I use the following code:
from collections import defaultdict
import sys
import os
for doc in os.listdir('path1'):
doc1 = "path1" + doc
doc2 = "path2" + doc
doc3 = "path3" + doc
with open(doc1,"r") as words:
sent = words.read().split()
print sent
linenos = {}
with open(doc2, "r") as f1:
for i, line in enumerate(f1):
for word in sent:
if word in line:
if word in linenos:
linenos[word].append(i + 1)
else:
linenos[word] = [i + 1]
matched2 = []
for word in sent:
if word in linenos:
matched2.append('%s %r' % (word, linenos[word][0]))
else:
matched2.append('%s <does not exist>' % word)
with open(doc3,"w") as f1:
f1.write( ', '.join(matched2))
So, my path1 contains files like file1.title, file2.title and so on... till file240.title
Similarly, I have path2 which contains files like file1.txt, file2.txt and so on.. till tile240.txt
For example:
file1.title will have data like:
military troop deployment number need
file1.txt will have :
foreign 1242
military 23020
firing 03848
troop 2939
number 0032
dog 1234
cat 12030
need w1212
OUTPUT:
path3/file1.txt
military 2, troop 4, deployment <does not exist>, number 5, need 8
Basically, the code gets the line number of the words present in file1.txt and the words are inputted from file1.title. It works fine for individual files like inputting single file at a time. But I need this to be done for a folder full of documents.
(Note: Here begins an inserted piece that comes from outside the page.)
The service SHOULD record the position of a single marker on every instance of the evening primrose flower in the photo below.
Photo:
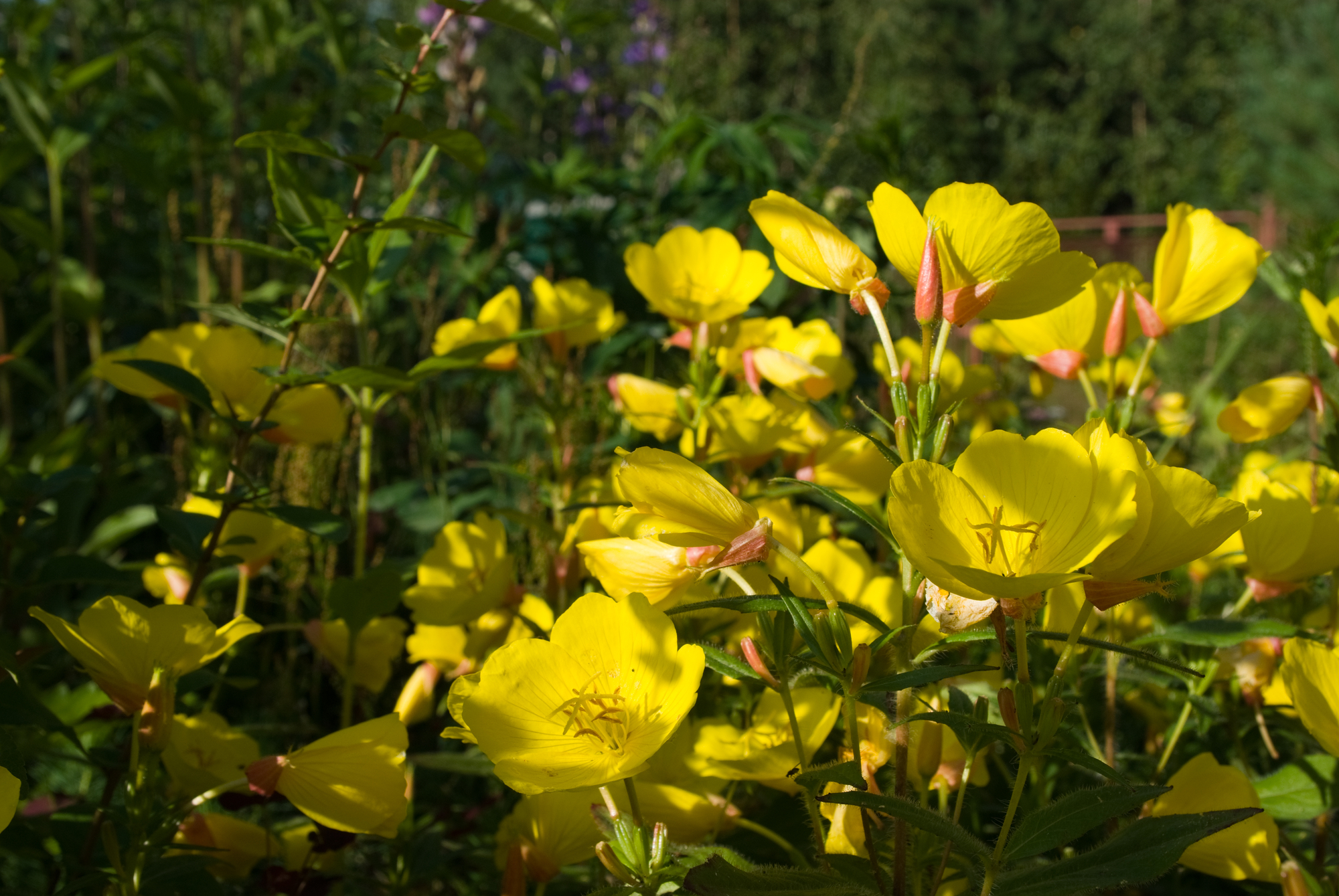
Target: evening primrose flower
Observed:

That is, it should read words from file1.title and get the line numbers of the words from file1.txt and similarly, read words as string from file2.title and get the line numbers of those words from file2.txt and so on..
The problem is, I am unable to read the same files with different extensions with this code. How should I modify this to get the appropriate output?